Data encryption and data privacy technology are essential components of many Digital Health applications and platforms.  Increased scrutiny of privacy and cybersecurity practices by regulators, consumers and corporate risk management departments is driving innovation of newer and better data encryption technology.  But the speed of innovation for Digital Health and data encryption technology may lead to more patent disputes and questions regarding the patentability of software.  On September 10, 2015, the Patent Trial and Appeal Board (“Board”) initiated covered business method (“CBM”) review of Patent No. 8,473,452 B1 (“the patent”) in response to a petition filed by Symphony Health Solutions.  The patent involves aggregating, analyzing, de-identifying and encrypting protected health information (“PHI”) and other sensitive health-related information.  Symphony sought CBM review after being sued in U.S. district court for infringement by the patent’s owner, IMS Health.
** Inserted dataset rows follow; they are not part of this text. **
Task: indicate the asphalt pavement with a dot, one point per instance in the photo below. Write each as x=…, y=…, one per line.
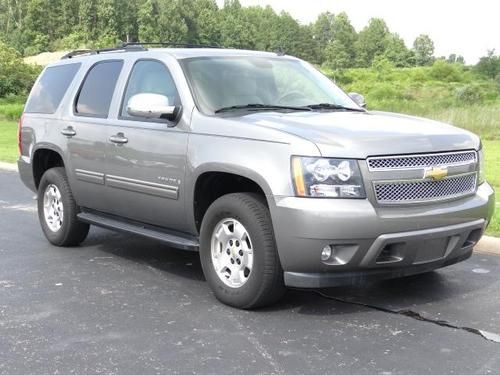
x=120, y=304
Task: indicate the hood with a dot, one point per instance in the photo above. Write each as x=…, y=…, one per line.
x=362, y=134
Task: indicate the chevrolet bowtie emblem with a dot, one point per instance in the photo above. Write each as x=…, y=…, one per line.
x=436, y=173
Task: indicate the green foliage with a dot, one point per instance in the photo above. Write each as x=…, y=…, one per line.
x=423, y=48
x=372, y=42
x=489, y=65
x=469, y=94
x=443, y=71
x=16, y=77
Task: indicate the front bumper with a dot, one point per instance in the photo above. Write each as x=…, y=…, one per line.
x=374, y=242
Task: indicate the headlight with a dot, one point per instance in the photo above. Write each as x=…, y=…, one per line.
x=324, y=177
x=482, y=172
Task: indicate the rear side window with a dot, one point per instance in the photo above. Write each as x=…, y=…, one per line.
x=97, y=90
x=48, y=92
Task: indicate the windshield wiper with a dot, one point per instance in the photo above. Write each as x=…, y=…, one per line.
x=264, y=107
x=334, y=107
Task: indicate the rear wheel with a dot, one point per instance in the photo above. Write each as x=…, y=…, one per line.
x=238, y=252
x=57, y=210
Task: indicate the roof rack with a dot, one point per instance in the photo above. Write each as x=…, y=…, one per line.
x=124, y=48
x=133, y=46
x=170, y=44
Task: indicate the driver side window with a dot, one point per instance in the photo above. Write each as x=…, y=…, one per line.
x=149, y=77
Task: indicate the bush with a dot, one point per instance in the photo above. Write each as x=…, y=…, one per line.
x=443, y=71
x=16, y=77
x=469, y=94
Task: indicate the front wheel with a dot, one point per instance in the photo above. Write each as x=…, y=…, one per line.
x=57, y=210
x=238, y=252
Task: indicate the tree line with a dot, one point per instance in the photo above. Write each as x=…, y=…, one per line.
x=33, y=26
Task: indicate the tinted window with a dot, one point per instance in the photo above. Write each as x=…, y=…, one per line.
x=150, y=77
x=97, y=90
x=48, y=92
x=219, y=82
The Board found that the patent was a “covered business method patent” and eligible for CBM review under Section 18 of the 2011 America Invents Act (“AIA”) because it claims a method for “performing data processing” in connection with a “financial product or service.”  PHI relates to pharmaceutical, medical and hospital claims used to make payments or reimbursements.  These data inform business decision-making, making the patent financial in the Board’s view.  The patent also was not an exempted “technological invention” because it uses “conventional computer equipment and programming” to process PHI.

The Board then considered whether the patent was more likely than not invalid.  The Patent Act, 35 U.S.C. §§ 101 and 103, respectively, provides that patents may not issue for abstract ideas or inventions that are obvious in light of prior knowledge.  The Board found that the patent was likely unpatentable on both grounds.

Under Section 101, the patent was “directed towards an abstraction—a ‘disembodied concept’ that represents a basic building block of human ingenuity,” because it describes encrypting, indexing and communicating data.  Reciting “databases and other conventional components” did not overcome the patent’s abstract nature because it used a computer simply to process data that “would be labor intensive and tedious if conducted by hand.”  Under Section 103, the Board found that the patent was likely obvious in light of several combinations of prior inventions.  A final written decision is expected by September 10, 2016.

The Board’s institution decision suggests that patents involving data processing may be subject to ongoing scrutiny as abstract or obvious.  Companies accused of infringement should consider CBM review as a faster and more cost-effective alternative to litigation to test the validity of patents, including those that do not immediately appear financial in nature.  This tool may be especially valuable to companies that regularly process and use encrypted data, especially health-care information and PHI, as part of their business.